High schools in the district are:
- William L. Dickinson High School Academy of the Sciences (1,812; 9–12)
  - Gekson Casillas, principal
- James J. Ferris High School Academy of International Enterprise (1,298; 9–12)
  - Deneen Alford, principal
- Infinity Institute (NA; 6–12)
  - Treniere Dobson, principal
- Innovation High School (309; 9–12)
  - Yvonne Waller, principal
- Liberty High School (231; 9–12)
  - Monica Grazilla, principal
- Lincoln High School Academy of Governance and Social Sciences (677; 9–12)
  - Chris Gadsden, principal
- Dr. Ronald E. McNair Academic High School (693; 9–12)
  - Tom Macagnano, principal
- Henry Snyder High School Academy of the Arts (708; 9–12)
  - Yvonne Waller, principal

==Administration==

Core members of the district's administration are:
- Norma Fernandez, superintendent
- Francine C. Luce, acting business administrator and board secretary

==Board of education==
The district's board of education is comprised of nine members who set policy and oversee the fiscal and educational operation of the district through its administration. As a Type II school district, the board's trustees are elected directly by voters to serve three-year terms of office on a staggered basis, with three seats up for election each year held (since 2013) as part of the November general election.

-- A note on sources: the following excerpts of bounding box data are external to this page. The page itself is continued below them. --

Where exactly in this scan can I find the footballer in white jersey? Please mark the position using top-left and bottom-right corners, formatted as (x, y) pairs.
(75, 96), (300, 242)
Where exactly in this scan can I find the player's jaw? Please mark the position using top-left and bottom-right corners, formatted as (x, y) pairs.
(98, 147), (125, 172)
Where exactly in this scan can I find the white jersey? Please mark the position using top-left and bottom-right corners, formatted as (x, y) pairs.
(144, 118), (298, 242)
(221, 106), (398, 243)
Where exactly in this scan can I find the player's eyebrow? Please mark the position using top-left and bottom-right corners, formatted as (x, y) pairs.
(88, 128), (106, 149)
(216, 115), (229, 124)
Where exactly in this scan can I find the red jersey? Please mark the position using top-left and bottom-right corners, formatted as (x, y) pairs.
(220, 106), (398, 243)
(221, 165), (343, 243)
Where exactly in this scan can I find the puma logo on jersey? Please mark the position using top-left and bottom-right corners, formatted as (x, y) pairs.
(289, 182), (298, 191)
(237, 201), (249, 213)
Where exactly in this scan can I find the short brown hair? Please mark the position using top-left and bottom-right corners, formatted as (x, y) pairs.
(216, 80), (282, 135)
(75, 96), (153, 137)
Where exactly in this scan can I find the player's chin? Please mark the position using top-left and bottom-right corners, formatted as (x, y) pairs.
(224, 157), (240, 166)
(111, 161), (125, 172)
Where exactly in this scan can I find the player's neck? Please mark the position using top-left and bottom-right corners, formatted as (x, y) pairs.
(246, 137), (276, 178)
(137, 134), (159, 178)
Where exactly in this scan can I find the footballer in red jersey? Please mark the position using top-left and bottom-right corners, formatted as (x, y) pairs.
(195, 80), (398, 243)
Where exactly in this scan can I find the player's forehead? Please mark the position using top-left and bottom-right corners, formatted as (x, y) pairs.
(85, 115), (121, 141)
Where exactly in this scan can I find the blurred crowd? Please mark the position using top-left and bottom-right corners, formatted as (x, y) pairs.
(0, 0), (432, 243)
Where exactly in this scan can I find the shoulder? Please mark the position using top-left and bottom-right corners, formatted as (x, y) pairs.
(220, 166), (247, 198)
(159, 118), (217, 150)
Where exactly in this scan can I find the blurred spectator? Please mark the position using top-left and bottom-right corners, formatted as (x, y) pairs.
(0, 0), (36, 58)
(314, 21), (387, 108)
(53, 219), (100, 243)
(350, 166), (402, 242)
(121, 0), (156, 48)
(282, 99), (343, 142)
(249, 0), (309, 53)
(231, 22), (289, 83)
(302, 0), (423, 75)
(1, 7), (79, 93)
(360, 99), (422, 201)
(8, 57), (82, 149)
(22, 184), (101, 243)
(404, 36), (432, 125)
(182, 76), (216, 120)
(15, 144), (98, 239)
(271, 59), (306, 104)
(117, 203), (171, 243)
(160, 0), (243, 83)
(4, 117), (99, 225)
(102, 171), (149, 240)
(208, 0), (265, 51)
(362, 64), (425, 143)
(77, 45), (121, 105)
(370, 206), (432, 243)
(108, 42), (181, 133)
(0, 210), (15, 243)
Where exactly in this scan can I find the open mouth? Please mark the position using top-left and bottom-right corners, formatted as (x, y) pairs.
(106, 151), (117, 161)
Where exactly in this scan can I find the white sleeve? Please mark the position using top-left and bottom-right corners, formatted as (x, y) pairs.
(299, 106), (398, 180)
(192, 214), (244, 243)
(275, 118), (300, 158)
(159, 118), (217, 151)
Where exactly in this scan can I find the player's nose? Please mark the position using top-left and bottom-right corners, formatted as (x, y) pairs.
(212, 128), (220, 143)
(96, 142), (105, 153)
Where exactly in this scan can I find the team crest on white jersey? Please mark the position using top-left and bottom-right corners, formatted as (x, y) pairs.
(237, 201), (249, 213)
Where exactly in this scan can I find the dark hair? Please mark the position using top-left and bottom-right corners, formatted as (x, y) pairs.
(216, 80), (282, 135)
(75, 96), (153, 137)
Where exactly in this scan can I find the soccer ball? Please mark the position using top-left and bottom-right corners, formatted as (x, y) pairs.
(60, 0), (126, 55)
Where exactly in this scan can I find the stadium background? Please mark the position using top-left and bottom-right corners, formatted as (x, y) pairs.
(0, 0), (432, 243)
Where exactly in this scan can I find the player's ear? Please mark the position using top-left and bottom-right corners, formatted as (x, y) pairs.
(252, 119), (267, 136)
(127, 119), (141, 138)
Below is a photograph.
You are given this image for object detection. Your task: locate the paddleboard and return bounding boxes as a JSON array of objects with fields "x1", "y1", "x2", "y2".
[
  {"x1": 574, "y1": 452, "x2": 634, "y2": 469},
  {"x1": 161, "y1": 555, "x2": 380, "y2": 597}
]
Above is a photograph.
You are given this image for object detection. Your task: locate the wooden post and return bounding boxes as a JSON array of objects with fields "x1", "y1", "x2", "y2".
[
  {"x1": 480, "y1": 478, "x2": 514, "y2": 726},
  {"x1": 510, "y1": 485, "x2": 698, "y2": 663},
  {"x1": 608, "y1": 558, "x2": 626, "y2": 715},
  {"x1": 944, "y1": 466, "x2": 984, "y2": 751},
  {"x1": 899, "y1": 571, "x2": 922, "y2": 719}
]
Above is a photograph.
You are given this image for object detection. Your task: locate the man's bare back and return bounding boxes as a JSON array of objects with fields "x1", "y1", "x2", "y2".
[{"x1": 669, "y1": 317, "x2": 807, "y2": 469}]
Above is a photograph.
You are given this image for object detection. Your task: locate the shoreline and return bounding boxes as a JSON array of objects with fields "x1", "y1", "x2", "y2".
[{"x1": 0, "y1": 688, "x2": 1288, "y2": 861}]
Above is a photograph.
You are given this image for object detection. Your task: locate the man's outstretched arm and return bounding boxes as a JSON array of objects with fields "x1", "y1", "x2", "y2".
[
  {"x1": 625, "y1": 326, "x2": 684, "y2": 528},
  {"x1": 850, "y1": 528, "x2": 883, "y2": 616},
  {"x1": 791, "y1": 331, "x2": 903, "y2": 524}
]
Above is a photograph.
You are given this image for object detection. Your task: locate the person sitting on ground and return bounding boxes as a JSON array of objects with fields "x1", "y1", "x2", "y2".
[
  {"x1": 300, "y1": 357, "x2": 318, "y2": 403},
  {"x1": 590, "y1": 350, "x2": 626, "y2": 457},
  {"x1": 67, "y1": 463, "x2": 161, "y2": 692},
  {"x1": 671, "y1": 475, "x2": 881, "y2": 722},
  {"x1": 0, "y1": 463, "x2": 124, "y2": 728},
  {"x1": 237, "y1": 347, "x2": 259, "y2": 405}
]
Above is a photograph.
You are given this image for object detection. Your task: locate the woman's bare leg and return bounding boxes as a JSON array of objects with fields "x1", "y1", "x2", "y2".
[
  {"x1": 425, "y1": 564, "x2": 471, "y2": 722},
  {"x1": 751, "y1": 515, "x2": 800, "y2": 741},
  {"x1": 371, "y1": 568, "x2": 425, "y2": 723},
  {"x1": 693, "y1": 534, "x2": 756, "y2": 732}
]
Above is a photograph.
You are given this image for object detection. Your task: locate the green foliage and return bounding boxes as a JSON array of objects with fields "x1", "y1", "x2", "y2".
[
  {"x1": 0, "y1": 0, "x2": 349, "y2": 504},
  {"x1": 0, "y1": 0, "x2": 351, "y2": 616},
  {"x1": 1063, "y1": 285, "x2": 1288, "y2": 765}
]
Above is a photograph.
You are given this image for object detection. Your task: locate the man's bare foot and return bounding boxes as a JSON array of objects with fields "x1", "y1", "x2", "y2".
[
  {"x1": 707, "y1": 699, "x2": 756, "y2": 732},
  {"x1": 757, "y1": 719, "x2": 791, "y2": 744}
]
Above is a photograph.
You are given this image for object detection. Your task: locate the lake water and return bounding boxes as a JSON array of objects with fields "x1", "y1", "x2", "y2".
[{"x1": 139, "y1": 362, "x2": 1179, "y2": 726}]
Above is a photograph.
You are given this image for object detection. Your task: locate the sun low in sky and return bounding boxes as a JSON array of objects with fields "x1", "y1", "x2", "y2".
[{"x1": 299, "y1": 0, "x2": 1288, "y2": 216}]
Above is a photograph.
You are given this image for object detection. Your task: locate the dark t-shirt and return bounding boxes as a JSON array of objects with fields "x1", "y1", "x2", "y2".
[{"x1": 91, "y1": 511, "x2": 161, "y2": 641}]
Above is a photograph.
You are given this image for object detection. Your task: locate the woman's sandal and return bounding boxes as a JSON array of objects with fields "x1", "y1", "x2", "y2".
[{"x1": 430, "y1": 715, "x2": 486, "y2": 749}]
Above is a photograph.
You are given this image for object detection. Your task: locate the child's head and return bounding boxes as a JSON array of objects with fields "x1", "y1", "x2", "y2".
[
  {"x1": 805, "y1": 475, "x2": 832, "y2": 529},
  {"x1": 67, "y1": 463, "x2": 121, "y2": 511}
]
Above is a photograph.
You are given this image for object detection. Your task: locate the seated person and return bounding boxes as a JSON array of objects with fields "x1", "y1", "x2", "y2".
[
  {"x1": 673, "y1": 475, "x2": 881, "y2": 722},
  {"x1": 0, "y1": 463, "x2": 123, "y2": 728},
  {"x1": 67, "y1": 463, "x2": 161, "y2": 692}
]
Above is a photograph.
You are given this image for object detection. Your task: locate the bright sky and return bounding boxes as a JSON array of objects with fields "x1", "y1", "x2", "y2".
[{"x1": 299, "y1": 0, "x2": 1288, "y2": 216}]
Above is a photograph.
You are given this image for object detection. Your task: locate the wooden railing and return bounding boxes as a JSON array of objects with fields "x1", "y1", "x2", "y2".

The board appoints a superintendent to oversee the district's day-to-day operations and a business administrator to supervise the business functions of the district.

===State intervention===
The district was formerly one of three districts in New Jersey under "state intervention", which authorizes the commissioner of education to intervene in governance of a local public school district (and to intervene in the areas of instruction and program, operations, personnel, and fiscal management) if the commissioner has determined that a school district failed or was unable to take corrective actions necessary to establish a thorough and efficient system of education.

On October 4, 1989, the New Jersey Department of Education established a state-operated school district for Jersey City, appointing a state district superintendent to serve as the governing authority for the district instead of the board of education, and a new board of education was created and functioned as an advisory body. In 2005 the legislature disbanded state operation and created "state intervention". The Jersey City Board of Education assumed control of governance and finance on April 17, 2008. As of October 2010, although governance had been restored to local control in the form of an elected school board, the state district superintendent remained to manage personnel and curriculum functions. Local control for personnel was returned to the district in 2012. In July 2017, with Mussab Ali elected, Jersey City regained full local control with curriculum and programming being returned to the district.